Pubdate: Wed, 17 Feb 2016
Source: Tampa Tribune (FL)
Copyright: 2016 The Tribune Co.
Author: Grady Judd, Special to The Tampa Tribune
Note: Grady Judd is the sheriff of Polk County.
Page: A11


Taxpayers beware: There is a dangerously naive proposal making the 
rounds in Tallahassee. Some politicians want to significantly damage 
Florida's successful Contraband Forfeiture Act. This is the law that 
prevents criminals from profiting from their illegal acts. Just like 
we prohibit killers from profiting by writing books about their 
crimes, the civil contraband forfeiture law in Florida allows law 
enforcement agencies to seize assets that are linked to criminal 
activity with full due process protections for the accused.

Bills sponsored by Sen. Jeff Brandes and Reps. Larry Metz and Matt 
Caldwell (Senate Bill 1044 and House Bill 889) would make it more 
difficult, and sometimes impossible, to seize criminals' illegally 
obtained assets. As a result, more crooks will get to keep their 
ill-gotten money while you work, pay your taxes, and now will have to 
pay more to ensure law enforcement has the necessary tools to fight 
and reduce crime. Why should hardworking taxpayers pay more in taxes 
while criminals who sell drugs to our kids get to keep their 
dishonestly acquired money?

HB 889 and SB 1044 are being promoted as 'reform' legislation that 
will protect the property rights of innocent people, but the reality 
is that our existing law already has extensive citizen protections 
built in. Don't be misled.

Under current law, the court must find probable cause that the 
property was used for criminal activity in violation of the act. Then 
law enforcement must prove in front of a jury (unless the defendant 
waives a jury trial) that the contraband article or cash was linked 
to a crime by clear and convincing evidence. Florida is one of 11 
states in the nation that have a 'clear and convincing proof 
standard,' which is the highest civil standard of proof and higher 
than most other states.

Right now, this civil forfeiture process works well and benefits 
taxpayers. Law enforcement, with ample checks and balances, is able 
to use proceeds from forfeitures to fund school resource officers, 
crime prevention and safe neighborhood programs, drug abuse education 
and prevention programs, or for other restricted law enforcement 
purposes. These resources cannot be used to meet normal operating 
budget expenses proceeds are used to purchase equipment and materials 
that enhance law enforcement's ability to fight crime and prevent 
drug abuse. These valuable resources provide local taxpayers direct 
value by lowering the overall cost of funding local law enforcement.

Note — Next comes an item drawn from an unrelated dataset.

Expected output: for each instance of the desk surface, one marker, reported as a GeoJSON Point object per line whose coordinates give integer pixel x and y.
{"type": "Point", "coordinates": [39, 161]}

Why do these politicians want to change the law that is among the 
most effective and protective - in the nation? It boils down to one 
thing: knee-jerk 'anti-police' political nonsense.

Frankly, politicians don't have to trust the police regarding civil 
forfeitures - trust the courts, the law and juries. There are 
multiple built-in protections in the civil forfeiture process that 
protect innocent owners of property seized during a criminal investigation.

Some in the Florida Legislature want to make it tougher on law 
enforcement and easier on criminals when it comes to contraband 
forfeiture. So unless you want to pay more taxes and let criminals 
keep their dirty money, please call or write your legislators today 
and tell them you stand with law enforcement and support Florida's 
successful Contraband Forfeiture Act.